In the case of $lookup, my only gripe is that it feels half-baked. If they decided to not support relations altogether by not creating $lookup in the first place then I’d respect their decision to uphold their philosophy (I’m not sure if they actually align with/have aligned with the “no relations” philosophy or if it’s just a misconception of the public). Or, if they’ve stated (semi-)publically that $lookup is supposed to be an initial implementation then I’d also be ok with that.

Since this thread has gone stale I’ll just leave a last remake.
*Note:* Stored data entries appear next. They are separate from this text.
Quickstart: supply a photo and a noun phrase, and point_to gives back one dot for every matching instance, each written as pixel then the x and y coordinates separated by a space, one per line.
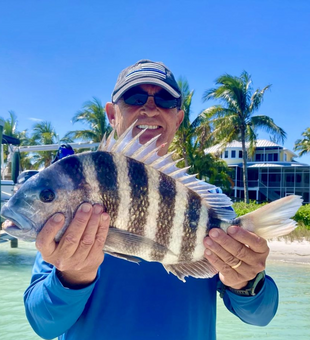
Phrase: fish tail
pixel 273 219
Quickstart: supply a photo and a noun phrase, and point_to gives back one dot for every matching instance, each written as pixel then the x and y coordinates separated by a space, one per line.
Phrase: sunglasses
pixel 162 99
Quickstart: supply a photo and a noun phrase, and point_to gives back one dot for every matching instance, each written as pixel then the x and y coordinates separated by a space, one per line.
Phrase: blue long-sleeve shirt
pixel 133 302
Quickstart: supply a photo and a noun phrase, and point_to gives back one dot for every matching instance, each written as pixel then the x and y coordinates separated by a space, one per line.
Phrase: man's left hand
pixel 225 251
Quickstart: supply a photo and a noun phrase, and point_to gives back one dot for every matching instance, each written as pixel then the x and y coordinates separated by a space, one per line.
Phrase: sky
pixel 57 54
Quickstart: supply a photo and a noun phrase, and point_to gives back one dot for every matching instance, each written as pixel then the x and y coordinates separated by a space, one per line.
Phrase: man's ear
pixel 110 111
pixel 180 118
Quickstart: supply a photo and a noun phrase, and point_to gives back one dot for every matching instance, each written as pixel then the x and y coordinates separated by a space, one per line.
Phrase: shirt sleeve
pixel 51 308
pixel 256 310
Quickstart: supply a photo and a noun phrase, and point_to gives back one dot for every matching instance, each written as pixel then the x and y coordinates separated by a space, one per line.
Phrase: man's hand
pixel 79 253
pixel 225 251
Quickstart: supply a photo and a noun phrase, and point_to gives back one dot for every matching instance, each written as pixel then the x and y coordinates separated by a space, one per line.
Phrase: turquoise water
pixel 291 322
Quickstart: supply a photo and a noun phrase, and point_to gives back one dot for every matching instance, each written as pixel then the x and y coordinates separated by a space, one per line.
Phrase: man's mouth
pixel 149 127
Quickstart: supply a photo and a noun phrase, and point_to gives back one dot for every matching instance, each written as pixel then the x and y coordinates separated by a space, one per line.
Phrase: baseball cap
pixel 146 72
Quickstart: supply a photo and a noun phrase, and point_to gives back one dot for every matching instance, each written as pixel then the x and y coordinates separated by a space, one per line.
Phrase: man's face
pixel 157 120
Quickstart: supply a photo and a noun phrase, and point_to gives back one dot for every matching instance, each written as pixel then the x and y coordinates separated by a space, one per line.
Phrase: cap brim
pixel 151 81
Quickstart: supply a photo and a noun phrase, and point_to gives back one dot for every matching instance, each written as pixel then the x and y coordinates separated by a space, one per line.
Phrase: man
pixel 78 293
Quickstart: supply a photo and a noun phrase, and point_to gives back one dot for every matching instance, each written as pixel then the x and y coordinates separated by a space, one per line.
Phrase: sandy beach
pixel 286 251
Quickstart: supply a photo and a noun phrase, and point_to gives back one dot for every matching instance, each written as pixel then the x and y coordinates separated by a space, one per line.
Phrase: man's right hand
pixel 79 253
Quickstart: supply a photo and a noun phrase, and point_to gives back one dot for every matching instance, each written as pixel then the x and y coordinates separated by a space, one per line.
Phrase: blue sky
pixel 57 54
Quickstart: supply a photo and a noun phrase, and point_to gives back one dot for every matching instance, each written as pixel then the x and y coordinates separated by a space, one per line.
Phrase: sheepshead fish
pixel 158 212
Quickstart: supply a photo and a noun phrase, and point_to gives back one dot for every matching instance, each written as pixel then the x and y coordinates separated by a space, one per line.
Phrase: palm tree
pixel 93 115
pixel 10 129
pixel 303 145
pixel 43 133
pixel 235 120
pixel 190 141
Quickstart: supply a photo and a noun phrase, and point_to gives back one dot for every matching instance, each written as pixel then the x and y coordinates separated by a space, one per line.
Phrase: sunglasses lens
pixel 135 98
pixel 166 103
pixel 163 99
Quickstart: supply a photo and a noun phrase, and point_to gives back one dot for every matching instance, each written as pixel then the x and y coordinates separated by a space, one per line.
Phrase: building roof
pixel 271 164
pixel 260 143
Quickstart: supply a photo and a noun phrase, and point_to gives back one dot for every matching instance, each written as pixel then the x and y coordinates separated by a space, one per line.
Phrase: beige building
pixel 272 171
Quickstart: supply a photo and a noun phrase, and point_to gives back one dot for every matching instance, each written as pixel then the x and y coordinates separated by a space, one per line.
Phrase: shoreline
pixel 297 252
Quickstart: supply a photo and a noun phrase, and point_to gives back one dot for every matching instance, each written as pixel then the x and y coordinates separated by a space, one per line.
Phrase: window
pixel 258 157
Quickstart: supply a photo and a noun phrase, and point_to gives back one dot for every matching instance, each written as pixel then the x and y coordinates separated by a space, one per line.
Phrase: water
pixel 291 322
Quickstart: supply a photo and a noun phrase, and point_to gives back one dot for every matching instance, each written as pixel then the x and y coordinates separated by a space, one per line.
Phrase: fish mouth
pixel 18 225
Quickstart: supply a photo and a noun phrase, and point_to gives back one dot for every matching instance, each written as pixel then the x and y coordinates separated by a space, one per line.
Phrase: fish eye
pixel 47 195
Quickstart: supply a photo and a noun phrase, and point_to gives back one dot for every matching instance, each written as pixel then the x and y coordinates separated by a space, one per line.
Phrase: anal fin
pixel 124 257
pixel 200 269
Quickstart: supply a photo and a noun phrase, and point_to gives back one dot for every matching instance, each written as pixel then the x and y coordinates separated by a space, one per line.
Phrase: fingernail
pixel 232 230
pixel 98 209
pixel 208 241
pixel 58 218
pixel 104 216
pixel 214 233
pixel 85 207
pixel 208 252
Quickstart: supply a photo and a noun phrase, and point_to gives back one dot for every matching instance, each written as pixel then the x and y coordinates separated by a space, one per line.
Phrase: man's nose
pixel 150 107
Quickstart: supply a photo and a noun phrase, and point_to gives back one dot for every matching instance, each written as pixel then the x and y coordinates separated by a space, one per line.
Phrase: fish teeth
pixel 150 127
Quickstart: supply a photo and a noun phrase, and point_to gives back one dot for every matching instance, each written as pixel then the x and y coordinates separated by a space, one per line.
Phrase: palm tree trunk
pixel 245 168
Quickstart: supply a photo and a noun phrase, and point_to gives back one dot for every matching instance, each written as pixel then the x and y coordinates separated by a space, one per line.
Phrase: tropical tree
pixel 10 129
pixel 93 115
pixel 235 119
pixel 303 145
pixel 43 133
pixel 190 141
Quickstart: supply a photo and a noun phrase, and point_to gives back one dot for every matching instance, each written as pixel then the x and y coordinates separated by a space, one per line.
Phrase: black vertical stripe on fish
pixel 190 225
pixel 138 180
pixel 74 166
pixel 106 172
pixel 166 212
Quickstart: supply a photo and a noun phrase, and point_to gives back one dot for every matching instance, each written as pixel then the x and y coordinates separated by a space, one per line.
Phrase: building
pixel 272 171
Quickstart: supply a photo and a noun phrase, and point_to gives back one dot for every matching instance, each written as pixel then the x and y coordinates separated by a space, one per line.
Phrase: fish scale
pixel 158 212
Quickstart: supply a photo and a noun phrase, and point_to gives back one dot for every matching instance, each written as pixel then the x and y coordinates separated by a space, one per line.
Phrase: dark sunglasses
pixel 162 99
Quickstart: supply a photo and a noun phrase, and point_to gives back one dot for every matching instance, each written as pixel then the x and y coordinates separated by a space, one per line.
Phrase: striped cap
pixel 145 72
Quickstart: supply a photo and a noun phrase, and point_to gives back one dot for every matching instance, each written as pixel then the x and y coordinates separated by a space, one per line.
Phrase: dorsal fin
pixel 148 154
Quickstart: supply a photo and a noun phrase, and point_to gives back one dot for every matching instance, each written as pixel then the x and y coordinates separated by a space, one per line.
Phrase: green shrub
pixel 242 208
pixel 303 216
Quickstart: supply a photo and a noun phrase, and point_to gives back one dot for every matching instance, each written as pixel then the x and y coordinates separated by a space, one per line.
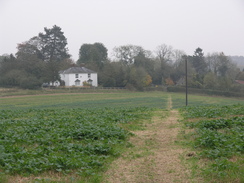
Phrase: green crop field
pixel 80 134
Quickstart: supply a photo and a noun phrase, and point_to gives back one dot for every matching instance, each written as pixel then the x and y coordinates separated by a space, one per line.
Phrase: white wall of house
pixel 77 79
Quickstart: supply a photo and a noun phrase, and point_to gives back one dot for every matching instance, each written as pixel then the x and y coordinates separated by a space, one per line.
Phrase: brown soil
pixel 155 157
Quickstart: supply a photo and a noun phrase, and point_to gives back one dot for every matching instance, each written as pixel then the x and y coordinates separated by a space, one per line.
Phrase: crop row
pixel 38 140
pixel 219 136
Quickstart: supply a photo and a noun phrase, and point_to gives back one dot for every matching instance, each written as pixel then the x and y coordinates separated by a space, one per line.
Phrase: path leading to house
pixel 154 157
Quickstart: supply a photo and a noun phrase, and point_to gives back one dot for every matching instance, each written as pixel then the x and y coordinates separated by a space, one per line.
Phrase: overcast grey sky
pixel 213 25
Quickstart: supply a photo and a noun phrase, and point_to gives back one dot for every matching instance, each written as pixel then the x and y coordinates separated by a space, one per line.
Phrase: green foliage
pixel 34 141
pixel 53 44
pixel 219 137
pixel 95 53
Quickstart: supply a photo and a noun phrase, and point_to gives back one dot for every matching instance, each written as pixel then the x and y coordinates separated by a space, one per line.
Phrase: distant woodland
pixel 39 60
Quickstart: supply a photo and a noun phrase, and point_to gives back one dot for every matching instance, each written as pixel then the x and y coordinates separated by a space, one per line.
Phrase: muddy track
pixel 155 157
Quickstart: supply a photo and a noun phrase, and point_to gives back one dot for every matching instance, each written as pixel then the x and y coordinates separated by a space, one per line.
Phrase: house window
pixel 89 81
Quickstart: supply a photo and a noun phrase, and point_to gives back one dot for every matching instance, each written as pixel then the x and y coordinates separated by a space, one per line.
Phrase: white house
pixel 77 76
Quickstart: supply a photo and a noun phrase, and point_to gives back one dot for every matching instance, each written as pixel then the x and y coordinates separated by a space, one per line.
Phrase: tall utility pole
pixel 186 82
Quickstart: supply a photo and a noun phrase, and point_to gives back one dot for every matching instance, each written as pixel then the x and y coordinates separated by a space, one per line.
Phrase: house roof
pixel 77 70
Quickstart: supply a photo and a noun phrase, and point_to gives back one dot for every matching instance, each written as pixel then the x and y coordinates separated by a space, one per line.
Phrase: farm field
pixel 101 100
pixel 216 136
pixel 75 137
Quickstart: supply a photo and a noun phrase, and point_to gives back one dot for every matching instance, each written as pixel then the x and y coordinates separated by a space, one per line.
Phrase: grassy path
pixel 154 157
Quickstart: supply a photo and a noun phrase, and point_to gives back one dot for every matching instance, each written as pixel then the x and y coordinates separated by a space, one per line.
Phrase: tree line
pixel 40 59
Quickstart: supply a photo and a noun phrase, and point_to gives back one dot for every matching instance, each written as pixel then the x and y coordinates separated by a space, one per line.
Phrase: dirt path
pixel 154 157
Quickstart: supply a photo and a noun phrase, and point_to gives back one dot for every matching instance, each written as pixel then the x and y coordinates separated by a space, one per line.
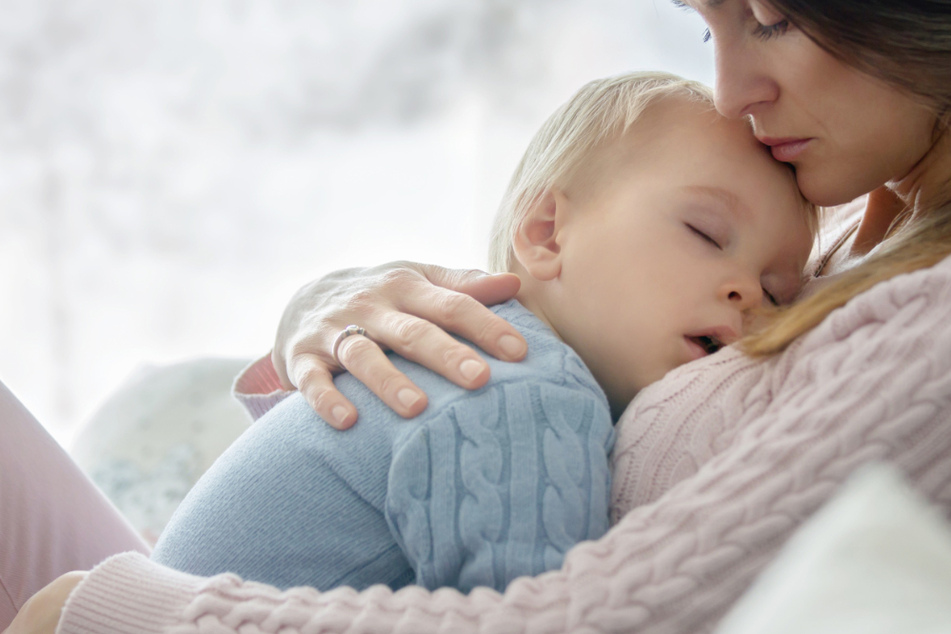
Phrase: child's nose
pixel 744 292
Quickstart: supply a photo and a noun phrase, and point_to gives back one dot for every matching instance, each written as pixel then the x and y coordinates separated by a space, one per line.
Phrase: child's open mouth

The answer to my question is, no!

There is nothing intrinsically different in a document store compared to an RDBMS in terms of their primitive operations and architecture. Mongo doesn’t implement a typical joining algorithm because they simply don’t want to, for reasons only known to them, which is completely ok.

RDBMS’ with native JSON support can query data like Mongo and they can index JSON fields, there is no conflict in architecture.

I’m not sure where or how these misconceptions about document stores came about but they’re here.

We have been in Mongo local Tel Aviv, they promised to call back to us with their sales and engineering team and they never called. That’s why you won’t probably never have robust and professional lookups/joins or what ever you name it in MongoDB.
Currently it’s slow, it’s lack of features and it seems that they are lazy enough to fix.